■「脱量販店」ビックカメラが首位ヤマダを抜く日

ビックカメラの業績が好調だ。2018年8月期の連結決算は、売上高が前年比6.8%増の8440億円、純利益が26.8%増の171億円だった。

写真=iStock.com/winhorse

家電販売は業界全体で厳しい状況が続いていたが、家電エコポイント制度の導入から約10年が経過して買い替え需要が高まったことで、18年8月期は特需的に売り上げが伸びた。

ビックは家電以外の分野も軒並み好調で、医薬品・日用雑貨、スポーツ用品、酒類・飲食物は軒並み前年比20%以上の増収だった。医薬品や日用雑貨などを扱う「ビックカメラセレクト」、酒類の専門店「ビックカメラリカー」、おもちゃの専門店「ビックトイズ」など、各分野の専門店を単独で出店する戦略も進めており、今後さらに売り上げを伸ばす可能性はあるだろう。

業界首位のヤマダ電機は苦境が目立つ。

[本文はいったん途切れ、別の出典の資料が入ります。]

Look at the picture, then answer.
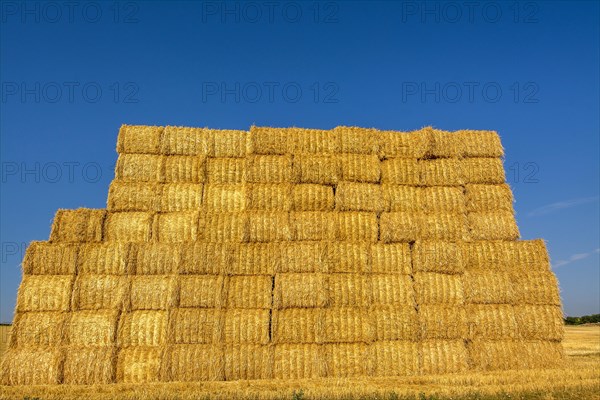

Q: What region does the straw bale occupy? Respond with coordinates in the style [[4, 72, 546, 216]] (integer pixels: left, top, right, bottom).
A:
[[273, 272, 330, 309], [165, 344, 225, 382], [73, 273, 129, 310], [104, 212, 153, 242], [370, 305, 419, 340], [321, 307, 375, 343], [130, 275, 179, 310], [514, 305, 564, 341], [162, 156, 207, 183], [160, 183, 203, 212], [246, 183, 292, 211], [293, 154, 342, 185], [333, 126, 379, 154], [179, 275, 224, 308], [247, 211, 292, 242], [335, 182, 384, 212], [225, 275, 273, 308], [421, 340, 468, 375], [468, 211, 519, 240], [204, 184, 247, 212], [115, 154, 162, 182], [23, 242, 77, 275], [273, 344, 327, 379], [460, 158, 506, 185], [10, 312, 67, 348], [225, 344, 273, 381], [290, 211, 338, 240], [419, 304, 467, 339], [411, 240, 465, 274], [454, 130, 504, 158], [117, 346, 164, 383], [509, 271, 560, 306], [17, 275, 73, 312], [0, 347, 64, 386], [50, 208, 106, 242], [463, 270, 515, 304], [160, 126, 210, 156], [63, 346, 117, 385], [106, 180, 162, 211], [465, 183, 513, 212], [337, 211, 379, 242], [118, 310, 168, 347], [371, 340, 419, 376], [370, 274, 415, 307], [465, 304, 518, 340], [413, 272, 465, 305], [323, 343, 374, 378], [206, 158, 246, 184], [117, 125, 164, 154], [152, 211, 199, 243], [223, 309, 271, 344], [169, 308, 223, 344], [66, 310, 119, 346], [370, 243, 412, 274]]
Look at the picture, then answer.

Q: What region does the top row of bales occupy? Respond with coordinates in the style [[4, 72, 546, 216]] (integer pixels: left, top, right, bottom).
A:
[[117, 125, 504, 159]]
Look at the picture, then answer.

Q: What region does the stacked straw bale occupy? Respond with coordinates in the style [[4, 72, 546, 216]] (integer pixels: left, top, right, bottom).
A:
[[2, 126, 562, 385]]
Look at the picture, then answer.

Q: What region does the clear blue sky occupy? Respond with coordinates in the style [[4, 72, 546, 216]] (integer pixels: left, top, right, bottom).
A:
[[0, 1, 600, 322]]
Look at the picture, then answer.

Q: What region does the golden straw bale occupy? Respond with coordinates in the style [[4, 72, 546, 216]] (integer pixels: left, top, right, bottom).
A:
[[335, 182, 384, 212], [63, 346, 117, 385], [421, 340, 468, 375], [245, 183, 292, 211], [225, 275, 273, 308], [160, 126, 210, 156], [152, 211, 199, 243], [224, 344, 273, 381], [179, 275, 224, 308], [371, 340, 419, 376], [411, 240, 465, 274], [117, 346, 164, 383], [514, 305, 564, 341], [370, 305, 419, 340], [465, 183, 513, 212], [273, 272, 330, 308], [106, 180, 162, 211], [413, 272, 465, 305], [246, 155, 292, 183], [73, 274, 129, 310], [17, 275, 73, 312], [115, 154, 166, 182], [104, 212, 153, 242], [370, 274, 415, 307], [23, 242, 78, 275], [117, 125, 164, 154], [129, 275, 178, 310], [165, 344, 225, 382], [162, 156, 206, 183], [460, 158, 506, 185], [468, 211, 519, 240], [419, 304, 467, 339], [206, 158, 246, 184], [50, 208, 106, 242], [118, 310, 168, 347], [454, 130, 504, 158], [66, 310, 119, 346], [370, 243, 412, 274], [293, 154, 342, 185], [0, 347, 64, 386], [273, 344, 327, 379], [465, 304, 518, 340]]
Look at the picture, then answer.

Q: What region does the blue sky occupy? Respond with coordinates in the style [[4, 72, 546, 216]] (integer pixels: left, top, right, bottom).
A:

同社の18年3月期の売上高は前年比0.7%増の1兆5738億円と微増だった。同社は近年、住宅の販売に力を入れており、その影響で家電の売場面積が減少している。結果として、他社に比較すると家電分野の売り上げを伸ばせなかった。

非家電分野でも、ヤマダはビックほどの売り上げを出せていない。ただし、ヤマダが住宅販売に力を入れ出したのはここ数年で、非家電分野では後発といえる。「住宅と家電をまるごと売り、住宅ローンも手がける」という戦略は優れているため、将来大きく成長する可能性はある。

現状では首位のヤマダと2位のビックの売り上げは大きく離れている。だが、ヤマダは11年3月期に売上高2兆1532億円を記録して以降、大きく売り上げを落としている。非家電分野の取り組み次第では、将来的に順位が逆転する可能性は十分にある。その一方で、両社とも非家電分野の戦略は優れているため、それぞれが新たな事業の柱を築き、売り上げを伸ばす可能性もあるだろう。